Oklahoma Department of Human Services officials estimate reforms to the agency's child welfare operations will cost $150 million a year once all the improvements are in place.
Under an improvement plan made public Friday, the state will be responsible for about $100 million a year and the federal government will contribute about $50 million.
“It will require greater support in money and personnel from the state,” Gov. Mary Fallin said at a news conference.
“The state of Oklahoma is committed to making a good-faith attempt to implement this plan and to achieve the goals set out within it,” she said, standing with House Speaker Kris Steele and Senate President Pro Tem Brian Bingman.
“We have no intention of falling short,” Fallin said. “I want to make that very clear.”
The Department of Human Services intends to reach that level of funding in increments over five years.
In the plan's first year, DHS wants almost $30 million more in state funds to begin making improvements.

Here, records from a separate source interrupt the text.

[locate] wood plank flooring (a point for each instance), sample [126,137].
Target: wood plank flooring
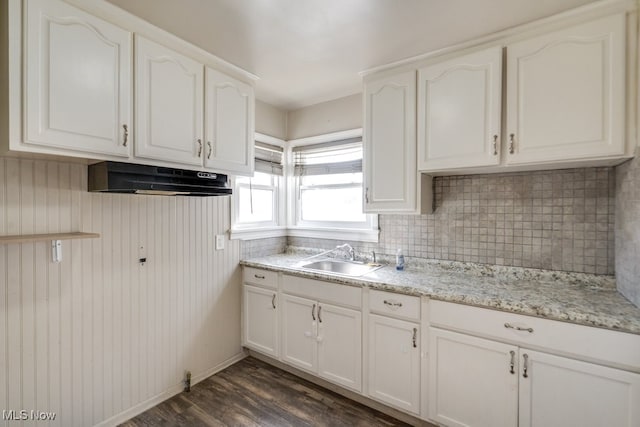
[253,393]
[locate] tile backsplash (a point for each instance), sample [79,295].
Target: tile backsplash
[558,220]
[628,229]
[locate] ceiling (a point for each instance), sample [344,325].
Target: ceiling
[310,51]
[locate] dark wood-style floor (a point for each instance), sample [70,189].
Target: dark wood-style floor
[253,393]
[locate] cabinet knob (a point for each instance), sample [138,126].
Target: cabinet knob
[518,328]
[125,135]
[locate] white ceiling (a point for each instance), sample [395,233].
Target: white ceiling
[310,51]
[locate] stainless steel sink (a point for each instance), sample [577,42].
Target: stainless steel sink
[345,268]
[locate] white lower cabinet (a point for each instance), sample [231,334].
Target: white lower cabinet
[394,362]
[471,381]
[260,320]
[558,391]
[323,339]
[481,382]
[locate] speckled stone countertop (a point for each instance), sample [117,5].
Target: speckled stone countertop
[571,297]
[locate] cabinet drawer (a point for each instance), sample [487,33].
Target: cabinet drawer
[255,276]
[395,305]
[614,348]
[344,295]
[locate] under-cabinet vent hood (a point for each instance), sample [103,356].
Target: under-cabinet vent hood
[115,177]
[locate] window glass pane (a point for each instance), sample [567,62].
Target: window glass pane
[340,178]
[323,204]
[262,205]
[259,178]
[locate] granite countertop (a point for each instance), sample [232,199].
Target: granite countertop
[571,297]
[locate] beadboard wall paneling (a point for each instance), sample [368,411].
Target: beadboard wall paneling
[99,336]
[557,220]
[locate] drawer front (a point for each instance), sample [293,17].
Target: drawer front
[597,345]
[394,305]
[347,296]
[255,276]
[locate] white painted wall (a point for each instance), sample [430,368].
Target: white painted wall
[98,336]
[327,117]
[271,120]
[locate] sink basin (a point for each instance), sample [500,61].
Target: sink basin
[346,268]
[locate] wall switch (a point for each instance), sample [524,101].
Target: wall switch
[219,242]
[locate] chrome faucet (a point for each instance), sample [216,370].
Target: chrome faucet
[347,247]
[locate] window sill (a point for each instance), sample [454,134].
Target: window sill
[359,235]
[257,233]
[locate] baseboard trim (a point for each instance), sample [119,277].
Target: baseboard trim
[402,416]
[167,394]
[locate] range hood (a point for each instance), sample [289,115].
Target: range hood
[115,177]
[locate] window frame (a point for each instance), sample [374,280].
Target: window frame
[261,229]
[366,231]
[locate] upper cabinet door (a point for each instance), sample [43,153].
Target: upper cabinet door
[229,124]
[390,168]
[77,81]
[566,94]
[169,106]
[459,107]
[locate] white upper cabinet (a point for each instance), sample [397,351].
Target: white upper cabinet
[229,124]
[390,168]
[77,81]
[566,94]
[169,104]
[459,107]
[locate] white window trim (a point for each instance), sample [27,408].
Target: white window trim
[255,230]
[287,211]
[368,234]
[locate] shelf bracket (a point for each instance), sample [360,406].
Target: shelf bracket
[56,250]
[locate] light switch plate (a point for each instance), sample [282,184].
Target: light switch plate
[219,242]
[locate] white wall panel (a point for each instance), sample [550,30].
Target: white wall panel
[98,337]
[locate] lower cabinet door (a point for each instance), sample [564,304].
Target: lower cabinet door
[260,320]
[471,381]
[340,346]
[299,327]
[558,391]
[394,362]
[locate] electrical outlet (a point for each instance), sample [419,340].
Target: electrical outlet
[219,242]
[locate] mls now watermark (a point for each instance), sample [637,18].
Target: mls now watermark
[24,415]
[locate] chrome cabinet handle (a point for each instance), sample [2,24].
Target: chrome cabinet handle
[125,137]
[518,328]
[392,303]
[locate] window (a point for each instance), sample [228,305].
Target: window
[328,188]
[258,200]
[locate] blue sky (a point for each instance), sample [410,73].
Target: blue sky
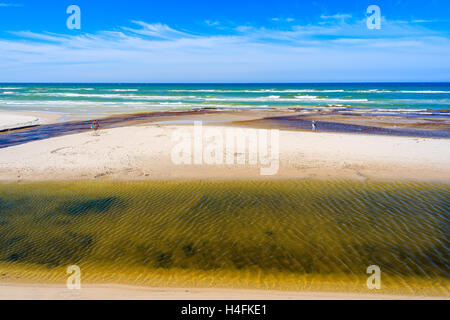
[224,41]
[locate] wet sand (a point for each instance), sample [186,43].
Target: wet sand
[433,125]
[123,292]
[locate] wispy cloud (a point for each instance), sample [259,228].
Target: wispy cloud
[10,5]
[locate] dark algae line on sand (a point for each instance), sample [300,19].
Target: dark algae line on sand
[294,234]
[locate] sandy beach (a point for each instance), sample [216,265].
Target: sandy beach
[123,292]
[143,151]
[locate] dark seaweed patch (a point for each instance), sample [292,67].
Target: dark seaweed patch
[15,239]
[13,257]
[163,260]
[188,249]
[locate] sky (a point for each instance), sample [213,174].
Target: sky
[224,41]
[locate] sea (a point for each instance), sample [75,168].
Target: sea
[105,99]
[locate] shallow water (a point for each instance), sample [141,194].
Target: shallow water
[299,234]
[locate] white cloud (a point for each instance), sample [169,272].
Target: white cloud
[10,5]
[159,53]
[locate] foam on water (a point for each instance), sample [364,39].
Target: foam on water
[296,234]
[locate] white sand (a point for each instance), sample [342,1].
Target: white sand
[122,292]
[144,152]
[14,121]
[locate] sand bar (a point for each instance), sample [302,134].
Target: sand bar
[123,292]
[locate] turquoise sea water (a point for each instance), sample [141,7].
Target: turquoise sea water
[421,98]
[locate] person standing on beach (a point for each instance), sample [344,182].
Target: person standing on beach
[95,125]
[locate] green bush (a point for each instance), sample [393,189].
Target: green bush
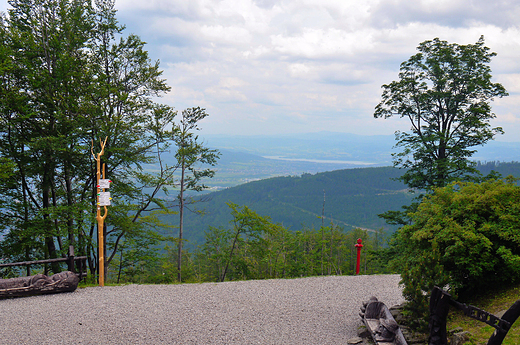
[464,238]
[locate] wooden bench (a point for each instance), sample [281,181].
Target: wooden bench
[71,260]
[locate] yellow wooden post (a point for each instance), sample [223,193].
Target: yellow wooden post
[99,217]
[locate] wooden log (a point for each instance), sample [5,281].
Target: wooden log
[38,284]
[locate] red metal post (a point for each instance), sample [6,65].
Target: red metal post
[358,246]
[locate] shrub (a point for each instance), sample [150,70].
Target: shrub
[464,238]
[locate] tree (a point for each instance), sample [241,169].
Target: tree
[191,155]
[445,91]
[464,237]
[66,81]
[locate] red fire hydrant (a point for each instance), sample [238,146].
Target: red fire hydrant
[358,246]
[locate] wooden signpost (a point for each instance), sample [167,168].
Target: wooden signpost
[103,199]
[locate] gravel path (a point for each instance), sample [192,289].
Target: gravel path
[320,310]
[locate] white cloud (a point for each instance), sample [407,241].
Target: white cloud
[308,65]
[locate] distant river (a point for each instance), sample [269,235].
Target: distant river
[329,161]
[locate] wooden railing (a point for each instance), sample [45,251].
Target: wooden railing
[80,261]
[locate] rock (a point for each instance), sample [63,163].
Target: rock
[459,338]
[363,332]
[455,330]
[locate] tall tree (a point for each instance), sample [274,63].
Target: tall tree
[69,77]
[445,91]
[193,159]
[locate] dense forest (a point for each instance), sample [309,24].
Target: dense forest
[350,198]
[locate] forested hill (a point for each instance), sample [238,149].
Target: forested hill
[349,198]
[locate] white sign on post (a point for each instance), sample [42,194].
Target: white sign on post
[104,183]
[104,199]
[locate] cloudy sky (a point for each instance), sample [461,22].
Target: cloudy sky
[293,66]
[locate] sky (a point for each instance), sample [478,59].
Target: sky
[299,66]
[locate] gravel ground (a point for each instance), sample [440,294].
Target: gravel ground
[320,310]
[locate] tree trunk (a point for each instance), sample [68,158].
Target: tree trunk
[181,221]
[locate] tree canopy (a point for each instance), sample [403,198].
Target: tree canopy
[68,77]
[464,237]
[445,91]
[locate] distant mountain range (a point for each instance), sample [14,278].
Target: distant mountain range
[348,198]
[356,150]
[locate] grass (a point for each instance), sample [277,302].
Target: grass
[494,303]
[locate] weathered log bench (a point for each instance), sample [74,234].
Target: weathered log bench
[71,260]
[38,284]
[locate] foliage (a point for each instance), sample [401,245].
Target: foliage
[190,156]
[66,82]
[445,91]
[256,248]
[497,300]
[464,237]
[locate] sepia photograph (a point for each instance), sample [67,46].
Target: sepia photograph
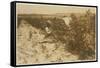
[51,33]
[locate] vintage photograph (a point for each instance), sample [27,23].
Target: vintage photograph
[54,33]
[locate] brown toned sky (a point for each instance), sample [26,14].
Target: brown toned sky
[25,8]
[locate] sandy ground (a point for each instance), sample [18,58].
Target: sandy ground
[30,50]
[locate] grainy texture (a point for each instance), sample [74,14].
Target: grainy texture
[57,37]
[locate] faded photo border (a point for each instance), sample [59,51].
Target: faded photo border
[14,26]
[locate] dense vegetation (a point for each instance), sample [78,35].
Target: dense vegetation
[78,37]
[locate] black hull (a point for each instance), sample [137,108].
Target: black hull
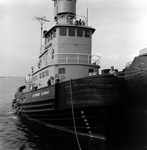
[136,84]
[89,106]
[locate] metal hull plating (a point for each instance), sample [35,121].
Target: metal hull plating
[91,105]
[136,81]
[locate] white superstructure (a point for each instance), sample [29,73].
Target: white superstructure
[67,47]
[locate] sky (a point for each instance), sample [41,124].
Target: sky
[121,31]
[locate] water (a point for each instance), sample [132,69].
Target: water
[20,134]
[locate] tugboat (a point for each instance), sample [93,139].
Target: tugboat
[65,90]
[135,76]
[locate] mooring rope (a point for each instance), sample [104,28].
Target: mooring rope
[74,116]
[19,111]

The first year of the plan begins July 1.
Most of the increased funding will go to recruit, support and retain foster parents. DHS has set a goal of recruiting 1,000 new foster families.
Fallin said she filmed a public service announcement a few days ago encouraging Oklahomans to become foster parents.
DHS wants more foster families so it can stop using its often-overcrowded shelters to care for young abused and neglected children put in its care. The agency's goal is to place children younger than 6 only in family-like settings by June 30, 2013.
DHS intends to hire 200 more workers to deal directly with children and 40 more child welfare supervisors in the next two years. It intends to set limits on child welfare workers' caseloads and to pay those workers more.
DHS commissioners agreed to make improvements when they voted to settle a class-action lawsuit brought by a New York-based child advocacy group. The agency submitted the plan on Friday to three neutral outside experts.
The experts can accept or reject the plan. Their decision is due May 14.
If the plan is rejected, DHS can modify and resubmit it. The experts could come up with their own plan if they reject the DHS plan a second time.
The agency has faced intense public and legislative scrutiny over the years, particularly after children in its care were killed.
The advocacy group, Children's Rights, alleged in its 2008 federal lawsuit that DHS policies and practices are so bad that neglected and abused children are being harmed or at risk of harm at state shelters and foster homes.